姿勢評価は、組織人マインド評価とか勤務態度評価、情意評価とも言われます。
定義としては、職務上の行動を加速(減速)させる、仕事への取り組み姿勢・意欲・努力度をいいます。
具体的には、「規律性」「責任性」「積極性」「協調性」等の評価要素に代表される社会的行動です。
個々の定義について、細かく言及するつもりはありません。運用のポイントだけ触れるにとどめたいと思います。
「規律性」は、規範やルールの遵守度ですが、指導しても直らない場合にマイナスする方がよいでしょう。
「責任性」は、最後までやり遂げる姿勢ですが、言ったことをやらなかったとしても、責任放棄であったかを見極めないといけません。
「積極性」は、能動的に行動することを期待している訳ですが、上司の期待値が高くなると、割り引いてみてしまいがちになるので、純粋に+行動を積み上げることです。
「協調性」は、組織の和、だけでなく、目標達成に向けた漏れ落ちのカバーという機能の発揮の観点も必要になります。
このような姿勢評価は、業績評価と同時に半期単位で行われることが多いようです。
ただ、一時期の成果主義の波とともに、コンピテンシーでの行動評価が導入されたことも一因となって、最近は、この姿勢評価を実施する企業も少なくなってきています。
また、業績評価と同時に実施することで、現場では業績評価の調整弁となっていることも否めません。
業績が芳しくない場合に、姿勢評価を良くつけることによって、底上げを図ったりするのですね。

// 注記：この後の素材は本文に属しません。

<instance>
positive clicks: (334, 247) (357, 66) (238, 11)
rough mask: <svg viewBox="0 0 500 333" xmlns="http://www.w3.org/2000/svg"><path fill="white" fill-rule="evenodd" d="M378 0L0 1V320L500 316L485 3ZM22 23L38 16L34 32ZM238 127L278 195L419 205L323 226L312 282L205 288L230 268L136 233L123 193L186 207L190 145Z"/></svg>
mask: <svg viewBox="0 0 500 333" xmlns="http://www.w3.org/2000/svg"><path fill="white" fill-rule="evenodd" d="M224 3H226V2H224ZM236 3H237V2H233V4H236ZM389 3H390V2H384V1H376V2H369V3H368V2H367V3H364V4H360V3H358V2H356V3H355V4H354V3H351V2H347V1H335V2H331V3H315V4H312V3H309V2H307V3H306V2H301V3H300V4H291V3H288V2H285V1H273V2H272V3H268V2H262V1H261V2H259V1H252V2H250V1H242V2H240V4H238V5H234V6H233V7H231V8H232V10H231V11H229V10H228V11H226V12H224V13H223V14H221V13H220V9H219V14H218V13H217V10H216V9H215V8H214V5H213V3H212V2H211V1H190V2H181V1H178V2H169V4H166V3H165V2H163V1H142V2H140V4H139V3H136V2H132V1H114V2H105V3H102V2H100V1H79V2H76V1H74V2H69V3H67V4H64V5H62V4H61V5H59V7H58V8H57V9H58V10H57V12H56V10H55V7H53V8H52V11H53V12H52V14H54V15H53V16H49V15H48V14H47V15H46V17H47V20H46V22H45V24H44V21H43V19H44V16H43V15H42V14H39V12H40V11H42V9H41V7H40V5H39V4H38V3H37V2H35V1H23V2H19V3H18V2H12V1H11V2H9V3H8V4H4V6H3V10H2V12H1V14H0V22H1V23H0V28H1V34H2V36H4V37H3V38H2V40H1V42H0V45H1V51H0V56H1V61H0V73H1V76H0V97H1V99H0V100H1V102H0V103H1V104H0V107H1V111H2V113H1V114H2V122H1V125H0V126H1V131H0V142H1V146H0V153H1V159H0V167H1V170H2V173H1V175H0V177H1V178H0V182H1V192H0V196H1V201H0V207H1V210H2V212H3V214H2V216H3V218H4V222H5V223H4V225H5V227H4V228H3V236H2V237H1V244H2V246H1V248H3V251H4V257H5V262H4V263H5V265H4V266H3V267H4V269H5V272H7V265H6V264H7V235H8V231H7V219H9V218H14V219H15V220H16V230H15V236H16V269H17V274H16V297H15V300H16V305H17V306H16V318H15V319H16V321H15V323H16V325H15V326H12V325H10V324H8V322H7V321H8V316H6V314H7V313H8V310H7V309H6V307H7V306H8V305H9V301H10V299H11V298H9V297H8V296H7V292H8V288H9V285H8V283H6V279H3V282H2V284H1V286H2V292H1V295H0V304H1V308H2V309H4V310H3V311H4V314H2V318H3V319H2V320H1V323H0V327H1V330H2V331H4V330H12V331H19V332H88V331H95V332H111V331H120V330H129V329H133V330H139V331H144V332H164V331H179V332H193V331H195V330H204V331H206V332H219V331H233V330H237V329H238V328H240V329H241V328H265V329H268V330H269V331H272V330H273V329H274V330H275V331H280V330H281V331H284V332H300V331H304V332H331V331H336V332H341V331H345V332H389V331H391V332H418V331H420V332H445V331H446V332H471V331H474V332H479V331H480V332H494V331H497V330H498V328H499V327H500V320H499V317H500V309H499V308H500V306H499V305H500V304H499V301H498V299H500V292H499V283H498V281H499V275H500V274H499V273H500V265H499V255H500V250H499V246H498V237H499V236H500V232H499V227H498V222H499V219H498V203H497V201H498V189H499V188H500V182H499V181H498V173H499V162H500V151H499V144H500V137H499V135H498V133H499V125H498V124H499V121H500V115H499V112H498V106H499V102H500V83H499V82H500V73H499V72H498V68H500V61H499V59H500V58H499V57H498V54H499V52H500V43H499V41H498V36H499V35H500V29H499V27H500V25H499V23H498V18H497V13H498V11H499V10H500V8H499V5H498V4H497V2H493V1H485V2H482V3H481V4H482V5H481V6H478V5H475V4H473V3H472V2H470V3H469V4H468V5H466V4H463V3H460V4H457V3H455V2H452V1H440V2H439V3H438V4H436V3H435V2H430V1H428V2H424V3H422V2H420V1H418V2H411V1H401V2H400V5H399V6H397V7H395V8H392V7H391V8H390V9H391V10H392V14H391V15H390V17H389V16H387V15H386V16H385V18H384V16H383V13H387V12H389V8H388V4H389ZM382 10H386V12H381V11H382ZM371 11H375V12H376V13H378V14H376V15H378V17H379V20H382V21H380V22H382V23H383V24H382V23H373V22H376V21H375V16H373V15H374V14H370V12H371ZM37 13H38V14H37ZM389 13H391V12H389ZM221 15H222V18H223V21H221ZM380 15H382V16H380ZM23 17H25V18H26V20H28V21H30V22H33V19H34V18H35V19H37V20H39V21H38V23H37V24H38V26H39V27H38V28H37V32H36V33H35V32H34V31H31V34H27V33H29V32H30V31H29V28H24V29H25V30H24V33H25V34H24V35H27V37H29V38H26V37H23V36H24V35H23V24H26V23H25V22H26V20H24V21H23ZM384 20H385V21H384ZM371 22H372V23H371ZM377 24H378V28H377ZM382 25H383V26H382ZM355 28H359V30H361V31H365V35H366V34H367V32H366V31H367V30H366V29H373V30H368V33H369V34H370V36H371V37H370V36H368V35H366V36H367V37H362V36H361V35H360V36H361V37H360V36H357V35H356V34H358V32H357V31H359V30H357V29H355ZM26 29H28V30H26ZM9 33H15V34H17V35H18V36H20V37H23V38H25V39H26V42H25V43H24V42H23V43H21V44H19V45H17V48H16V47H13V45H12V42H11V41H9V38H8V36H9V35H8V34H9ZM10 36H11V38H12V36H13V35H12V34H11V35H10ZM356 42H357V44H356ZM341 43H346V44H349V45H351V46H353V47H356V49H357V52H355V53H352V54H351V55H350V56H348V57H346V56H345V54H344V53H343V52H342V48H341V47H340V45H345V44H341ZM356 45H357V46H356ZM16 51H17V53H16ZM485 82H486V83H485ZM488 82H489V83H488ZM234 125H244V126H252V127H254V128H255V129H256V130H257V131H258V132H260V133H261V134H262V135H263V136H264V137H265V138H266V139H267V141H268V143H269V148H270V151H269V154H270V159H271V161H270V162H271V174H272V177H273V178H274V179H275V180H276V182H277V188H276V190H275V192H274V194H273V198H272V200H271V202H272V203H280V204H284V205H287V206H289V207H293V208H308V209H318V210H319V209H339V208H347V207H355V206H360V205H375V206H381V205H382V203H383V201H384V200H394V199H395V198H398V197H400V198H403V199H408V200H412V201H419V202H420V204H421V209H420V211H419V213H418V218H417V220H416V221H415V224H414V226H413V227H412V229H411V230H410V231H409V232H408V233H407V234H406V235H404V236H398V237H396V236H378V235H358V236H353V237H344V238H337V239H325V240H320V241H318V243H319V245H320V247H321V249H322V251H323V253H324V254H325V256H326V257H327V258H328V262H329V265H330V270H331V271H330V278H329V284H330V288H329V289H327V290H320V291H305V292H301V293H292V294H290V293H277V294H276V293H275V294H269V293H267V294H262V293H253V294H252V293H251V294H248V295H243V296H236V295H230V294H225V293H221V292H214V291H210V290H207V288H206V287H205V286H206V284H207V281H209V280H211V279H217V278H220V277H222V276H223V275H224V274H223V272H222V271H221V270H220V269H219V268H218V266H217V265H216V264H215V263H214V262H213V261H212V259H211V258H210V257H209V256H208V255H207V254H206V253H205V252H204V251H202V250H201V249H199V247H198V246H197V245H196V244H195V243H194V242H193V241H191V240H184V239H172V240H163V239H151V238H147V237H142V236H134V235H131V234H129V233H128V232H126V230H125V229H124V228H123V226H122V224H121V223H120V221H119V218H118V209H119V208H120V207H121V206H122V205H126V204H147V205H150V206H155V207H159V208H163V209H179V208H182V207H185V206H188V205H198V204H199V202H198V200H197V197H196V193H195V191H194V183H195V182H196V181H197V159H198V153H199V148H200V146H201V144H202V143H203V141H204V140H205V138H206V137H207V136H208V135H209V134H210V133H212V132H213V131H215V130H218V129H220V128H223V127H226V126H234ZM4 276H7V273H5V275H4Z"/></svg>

とりわけ、成果主義の振り子が振れ過ぎて、結果主義に近くなってから、その傾向が強くなったように思えます。
現場のマネージャーの心情も解らないわけではありません。しかし、処遇を見据えてしまっては、業績評価そのものが歪んでしまいます。
そこには、姿勢評価の基準の悩ましさも要因として包含しているのかもしれません。能力評価と違い、資格やグレードによって基準に差が出るというものでもありません。ルールの遵守の仕方が、資格によって異なるということは、ちょっと考えにくいところです。
人間誰しも仕事に対して真摯に取り組む、という前提に立てば、これらの姿勢評価はなくてもよいと思います。
それでも必要な企業には、工夫があってもいいのではないでしょうか。評価要素を空欄にして自分たちで選択させる、行動例を自分たちで書かせる等々。
目的は、組織が求める行動に向けて、どう行動変容させるかのマネジメントですから。
最後までお読みいただき、ありがとうございました。